There is scientific conjecture, though it's not officially recognized, that the Hallucinations of Hypnagogia are from the release of a small amount of the chemical DMT - Dimethyltryptamine. DMT is known as a psychedelic compound, though it's known to actually be a naturally forming chemical made in our brains, most likely in or around the Pineal Gland. The Pineal Gland IS officially known to produce Melatonin, which is the Sleep Chemical. (It is also theorized that DMT is released in larger amounts during near death experiences.)


----------



## Dr B

Most people hear voices at some point in their life. However, most people do not have this occurring regularly. Voices come from the inappropriate activation in speech / inner voice centres in the brain. If you are merely 'feeling' that you hear voices then that's something different.


----------



## vannasarous

I did a little research on what I was experiencing myself, and I found that it's a racing mind. A racing mind doesn't only consist of your inner monologue going from one thing to another, but it can be things in the background and it could be music playing, snips of a movie, or something someone has said to you, or books etc and it can be a bunch of it going on all at once. Either in your voice, others voices, and it's not something you're controlling it's just doing it by itself. It's different than hearing voices like all schizophrenic would. Racing mind is common with ocd, bipolar, anxiety.


----------



## Aus29

I have this big time, anyone have luck with certain tools or meds to assist with this?


----------



## Aus29

.


----------



## Zed

Aus29 said:


> I have this big time, anyone have luck with certain tools or meds to assist with this?

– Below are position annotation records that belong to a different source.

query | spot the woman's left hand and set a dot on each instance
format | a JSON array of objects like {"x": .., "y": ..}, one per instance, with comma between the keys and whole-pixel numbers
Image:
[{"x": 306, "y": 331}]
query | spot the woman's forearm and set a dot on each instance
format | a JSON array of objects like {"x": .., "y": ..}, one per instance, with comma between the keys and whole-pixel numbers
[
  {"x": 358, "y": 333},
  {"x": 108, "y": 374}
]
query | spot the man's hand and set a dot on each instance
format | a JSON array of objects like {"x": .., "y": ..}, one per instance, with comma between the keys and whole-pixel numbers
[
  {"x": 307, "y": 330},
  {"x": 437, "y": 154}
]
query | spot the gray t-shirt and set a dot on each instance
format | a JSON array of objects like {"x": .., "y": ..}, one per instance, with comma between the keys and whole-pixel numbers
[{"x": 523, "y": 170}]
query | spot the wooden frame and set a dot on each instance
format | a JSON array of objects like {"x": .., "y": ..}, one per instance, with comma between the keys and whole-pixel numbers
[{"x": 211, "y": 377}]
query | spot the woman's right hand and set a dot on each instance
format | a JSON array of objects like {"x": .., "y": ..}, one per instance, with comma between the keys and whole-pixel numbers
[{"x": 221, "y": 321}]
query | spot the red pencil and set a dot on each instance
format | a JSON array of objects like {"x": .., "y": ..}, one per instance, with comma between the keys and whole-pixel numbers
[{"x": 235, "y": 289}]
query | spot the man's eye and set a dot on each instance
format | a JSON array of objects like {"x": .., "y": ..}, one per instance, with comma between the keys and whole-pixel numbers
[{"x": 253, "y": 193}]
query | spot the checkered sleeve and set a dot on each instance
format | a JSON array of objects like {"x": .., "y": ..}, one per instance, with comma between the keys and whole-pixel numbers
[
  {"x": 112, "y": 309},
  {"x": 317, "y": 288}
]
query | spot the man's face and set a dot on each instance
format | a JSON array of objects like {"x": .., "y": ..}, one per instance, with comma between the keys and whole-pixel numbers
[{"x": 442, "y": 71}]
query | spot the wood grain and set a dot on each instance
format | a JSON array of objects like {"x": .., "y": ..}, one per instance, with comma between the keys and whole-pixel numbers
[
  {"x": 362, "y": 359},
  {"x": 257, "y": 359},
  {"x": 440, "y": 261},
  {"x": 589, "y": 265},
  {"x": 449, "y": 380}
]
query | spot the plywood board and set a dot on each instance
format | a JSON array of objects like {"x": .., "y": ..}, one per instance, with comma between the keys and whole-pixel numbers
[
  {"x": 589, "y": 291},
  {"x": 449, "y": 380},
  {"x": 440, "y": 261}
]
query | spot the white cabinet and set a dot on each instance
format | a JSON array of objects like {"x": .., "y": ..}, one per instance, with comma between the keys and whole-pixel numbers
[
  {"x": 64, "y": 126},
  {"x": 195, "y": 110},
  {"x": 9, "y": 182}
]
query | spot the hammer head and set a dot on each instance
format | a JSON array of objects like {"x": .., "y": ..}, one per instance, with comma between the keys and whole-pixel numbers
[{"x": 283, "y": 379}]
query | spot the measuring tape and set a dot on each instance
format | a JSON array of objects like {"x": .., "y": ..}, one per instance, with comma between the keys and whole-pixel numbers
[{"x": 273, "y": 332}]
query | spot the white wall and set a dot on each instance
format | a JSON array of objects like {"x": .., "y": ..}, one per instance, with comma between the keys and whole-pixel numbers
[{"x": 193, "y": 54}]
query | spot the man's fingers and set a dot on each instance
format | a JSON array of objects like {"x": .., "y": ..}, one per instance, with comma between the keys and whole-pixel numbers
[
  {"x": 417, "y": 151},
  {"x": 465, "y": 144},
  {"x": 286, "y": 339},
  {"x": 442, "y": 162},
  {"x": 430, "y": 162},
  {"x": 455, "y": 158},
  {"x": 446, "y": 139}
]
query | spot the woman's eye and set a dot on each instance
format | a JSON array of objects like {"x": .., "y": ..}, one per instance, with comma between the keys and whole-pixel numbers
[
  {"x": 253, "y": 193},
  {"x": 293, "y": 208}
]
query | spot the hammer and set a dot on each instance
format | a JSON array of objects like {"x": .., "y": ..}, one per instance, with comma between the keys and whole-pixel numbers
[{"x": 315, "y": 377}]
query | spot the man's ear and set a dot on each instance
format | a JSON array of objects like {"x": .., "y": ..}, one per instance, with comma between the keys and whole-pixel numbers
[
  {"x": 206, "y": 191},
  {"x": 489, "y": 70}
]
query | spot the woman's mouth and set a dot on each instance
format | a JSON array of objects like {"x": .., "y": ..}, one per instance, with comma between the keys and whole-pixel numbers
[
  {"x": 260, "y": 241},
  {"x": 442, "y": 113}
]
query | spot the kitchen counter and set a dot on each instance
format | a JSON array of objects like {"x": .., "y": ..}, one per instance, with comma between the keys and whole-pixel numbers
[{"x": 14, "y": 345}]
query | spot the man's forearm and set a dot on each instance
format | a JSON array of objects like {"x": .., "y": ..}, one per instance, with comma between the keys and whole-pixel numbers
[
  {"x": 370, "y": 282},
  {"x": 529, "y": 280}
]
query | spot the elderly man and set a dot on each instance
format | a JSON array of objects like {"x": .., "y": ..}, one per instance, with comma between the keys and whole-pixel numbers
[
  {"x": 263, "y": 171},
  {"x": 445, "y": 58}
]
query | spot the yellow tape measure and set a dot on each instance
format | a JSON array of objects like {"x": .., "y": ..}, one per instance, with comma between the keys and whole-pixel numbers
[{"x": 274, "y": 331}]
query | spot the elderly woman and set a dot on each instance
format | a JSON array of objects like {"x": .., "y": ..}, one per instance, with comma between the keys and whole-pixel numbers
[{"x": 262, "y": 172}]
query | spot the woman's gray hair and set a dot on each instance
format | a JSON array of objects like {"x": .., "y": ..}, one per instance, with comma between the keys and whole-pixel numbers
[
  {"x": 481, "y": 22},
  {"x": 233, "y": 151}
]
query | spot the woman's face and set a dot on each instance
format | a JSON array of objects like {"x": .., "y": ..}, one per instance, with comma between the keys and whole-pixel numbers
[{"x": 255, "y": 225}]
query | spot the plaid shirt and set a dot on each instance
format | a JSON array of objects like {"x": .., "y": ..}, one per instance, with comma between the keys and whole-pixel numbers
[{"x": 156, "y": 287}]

I hear voices occasionally but mostly I experience 'loud thoughts'. I've come a long way by working on understanding what the voices are and where they come from and building strong internal communication.

The voices we hear are not the enemy as most doctors would have you believe. They are natural 'parts' of our mind. People with dissociative disorders have fragmented minds and these parts make up our minds. Early on in the healing process we feel detached from them and we don't understand who they are or even sometimes what they're saying, but over time and with a healthy understanding, we can begin to work together together and not against each other..

One the best websites/blogs I found when trying to understand what was going on is a site called 'Discussing Dissociation'. The women who runs it (and many people who comment) have very healthy understanding of what the voices are and how to work with them on the way to recovery. I'd thoroughly recommend having a look if voice hearing is one of the phenonomens you experience.

https://discussingdissociation.com


----------



## Surfer Rosa

You need to clarify whether or not you imagining hearing the voice, or actually hallucinating it. I have imagined voices before, like most people have. With dissiciation, the inner monologue gets more elaborate and can include other identities. If you don't like this experience, you can try to ground and refocus instead of chatting with them.


----------



## Zed

Surfer Rosa said:


> You need to clarify whether or not you imagining hearing the voice, or actually hallucinating it.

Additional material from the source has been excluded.